Dragon MT Workflow System is HIPAA compliant and it has done this with the programs that are described below.

• Nuance has implemented policies to ensure internal HIPAA compliance. In this vein, we have published and implemented internal policies and guidelines that ensure our compliance with the HIPAA Privacy Standards as well as the Security Standards as they pertain to Administrative, Physical, and Technical Safeguards. These guidelines govern such areas as authorized system access based upon a minimum necessary standard, document handling and disposal and electronic and phone conversations. We ensure both implementation and periodic training of our workforce.

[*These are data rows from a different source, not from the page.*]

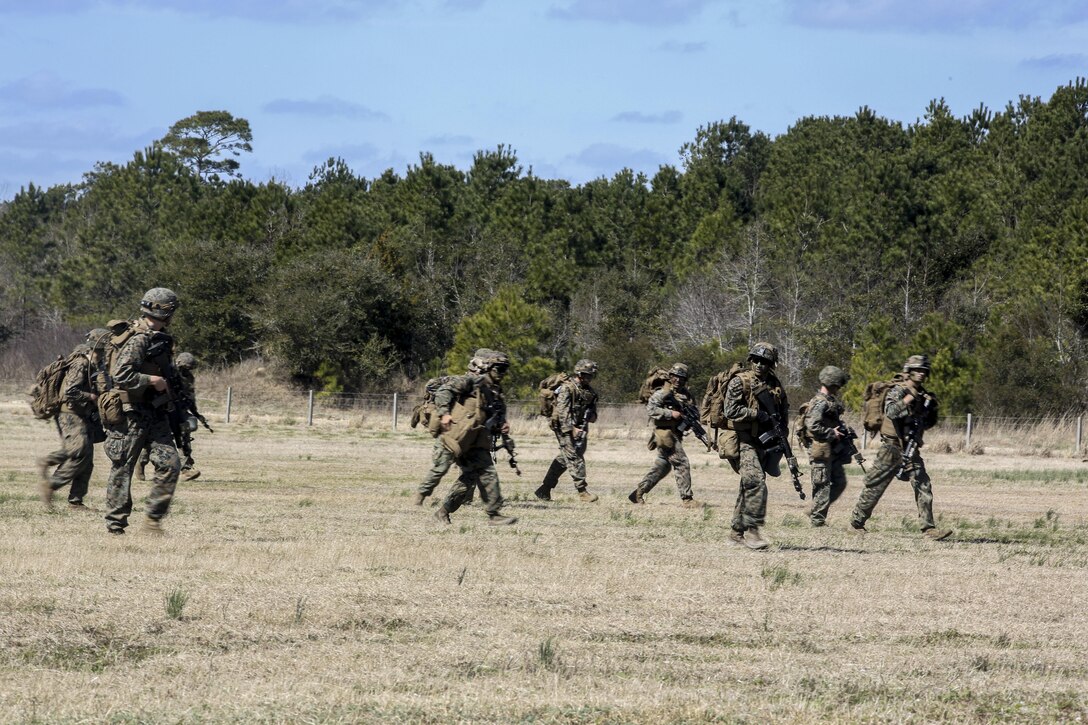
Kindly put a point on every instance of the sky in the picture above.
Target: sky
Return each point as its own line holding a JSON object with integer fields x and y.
{"x": 577, "y": 88}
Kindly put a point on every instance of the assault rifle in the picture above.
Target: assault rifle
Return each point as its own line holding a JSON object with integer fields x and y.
{"x": 777, "y": 438}
{"x": 689, "y": 419}
{"x": 911, "y": 432}
{"x": 847, "y": 444}
{"x": 504, "y": 441}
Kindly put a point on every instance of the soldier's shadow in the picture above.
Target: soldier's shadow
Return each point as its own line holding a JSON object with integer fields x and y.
{"x": 832, "y": 550}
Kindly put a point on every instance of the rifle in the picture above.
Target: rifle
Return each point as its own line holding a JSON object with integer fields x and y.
{"x": 689, "y": 419}
{"x": 777, "y": 438}
{"x": 847, "y": 443}
{"x": 504, "y": 441}
{"x": 912, "y": 434}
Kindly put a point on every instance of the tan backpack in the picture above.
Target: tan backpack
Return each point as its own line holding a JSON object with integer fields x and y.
{"x": 655, "y": 380}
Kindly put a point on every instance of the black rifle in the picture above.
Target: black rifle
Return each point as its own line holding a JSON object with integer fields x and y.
{"x": 845, "y": 443}
{"x": 777, "y": 438}
{"x": 689, "y": 418}
{"x": 911, "y": 432}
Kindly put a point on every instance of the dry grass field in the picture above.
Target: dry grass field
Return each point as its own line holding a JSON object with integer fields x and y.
{"x": 298, "y": 584}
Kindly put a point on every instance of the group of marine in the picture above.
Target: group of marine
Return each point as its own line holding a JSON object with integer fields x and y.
{"x": 748, "y": 407}
{"x": 125, "y": 386}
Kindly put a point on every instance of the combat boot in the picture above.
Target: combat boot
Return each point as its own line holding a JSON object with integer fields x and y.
{"x": 753, "y": 540}
{"x": 45, "y": 486}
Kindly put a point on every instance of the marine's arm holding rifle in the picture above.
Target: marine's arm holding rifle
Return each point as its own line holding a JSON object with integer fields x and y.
{"x": 774, "y": 416}
{"x": 689, "y": 418}
{"x": 911, "y": 418}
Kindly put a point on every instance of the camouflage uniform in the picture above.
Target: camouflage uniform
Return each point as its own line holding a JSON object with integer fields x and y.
{"x": 889, "y": 458}
{"x": 79, "y": 429}
{"x": 827, "y": 472}
{"x": 576, "y": 406}
{"x": 667, "y": 440}
{"x": 744, "y": 415}
{"x": 478, "y": 469}
{"x": 145, "y": 354}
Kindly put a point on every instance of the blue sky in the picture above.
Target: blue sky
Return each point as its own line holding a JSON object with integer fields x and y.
{"x": 579, "y": 88}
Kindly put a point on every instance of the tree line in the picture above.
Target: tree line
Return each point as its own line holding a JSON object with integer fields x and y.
{"x": 850, "y": 241}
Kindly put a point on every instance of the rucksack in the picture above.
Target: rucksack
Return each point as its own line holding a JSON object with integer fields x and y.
{"x": 655, "y": 379}
{"x": 874, "y": 401}
{"x": 712, "y": 410}
{"x": 46, "y": 394}
{"x": 548, "y": 388}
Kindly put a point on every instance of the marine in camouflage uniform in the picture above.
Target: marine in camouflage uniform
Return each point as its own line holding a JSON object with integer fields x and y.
{"x": 668, "y": 440}
{"x": 827, "y": 456}
{"x": 906, "y": 398}
{"x": 576, "y": 407}
{"x": 139, "y": 370}
{"x": 77, "y": 424}
{"x": 744, "y": 414}
{"x": 480, "y": 398}
{"x": 442, "y": 458}
{"x": 186, "y": 364}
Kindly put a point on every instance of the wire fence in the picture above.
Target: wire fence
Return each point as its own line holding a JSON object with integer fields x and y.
{"x": 392, "y": 412}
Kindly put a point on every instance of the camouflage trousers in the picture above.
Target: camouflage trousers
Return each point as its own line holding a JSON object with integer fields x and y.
{"x": 442, "y": 459}
{"x": 750, "y": 512}
{"x": 478, "y": 471}
{"x": 829, "y": 481}
{"x": 75, "y": 458}
{"x": 571, "y": 458}
{"x": 882, "y": 474}
{"x": 675, "y": 459}
{"x": 123, "y": 446}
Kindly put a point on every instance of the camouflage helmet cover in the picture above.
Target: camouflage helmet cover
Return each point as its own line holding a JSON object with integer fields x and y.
{"x": 832, "y": 376}
{"x": 764, "y": 351}
{"x": 680, "y": 370}
{"x": 159, "y": 303}
{"x": 916, "y": 363}
{"x": 98, "y": 338}
{"x": 585, "y": 366}
{"x": 185, "y": 360}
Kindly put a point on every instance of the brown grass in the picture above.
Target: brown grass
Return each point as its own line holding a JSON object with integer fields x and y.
{"x": 316, "y": 592}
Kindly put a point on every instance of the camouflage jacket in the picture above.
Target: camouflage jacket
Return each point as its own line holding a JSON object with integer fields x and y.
{"x": 662, "y": 416}
{"x": 824, "y": 415}
{"x": 572, "y": 403}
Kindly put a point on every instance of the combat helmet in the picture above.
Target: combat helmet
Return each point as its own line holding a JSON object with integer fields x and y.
{"x": 764, "y": 351}
{"x": 680, "y": 370}
{"x": 98, "y": 338}
{"x": 585, "y": 366}
{"x": 916, "y": 363}
{"x": 185, "y": 360}
{"x": 159, "y": 303}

• As a technology provider, Nuance provides the core technology to help achieve HIPAA compliance, but it is beholden on customers to implement the appropriate policies and procedures to ensure full compliance. From a product perspective, our system complies with the required Technical Safeguards on Security (including those necessary to meet the Privacy Standards). This includes, for example, unique user identification, 128bit SSL encryption, and integrity controls. When we provide our services as an ASP, we also implement the Administrative and Physical Safeguards necessary to ensure that our clients are compliant with the Security Standards.
• HIPAA Audit - In support of the HIPAA regulations, Nuance keeps a complete audit history of all document activity, from dictation, to transcription to distribution. This functionality is available to the MT Administrator and can be used to quickly determine the full access history of a given job.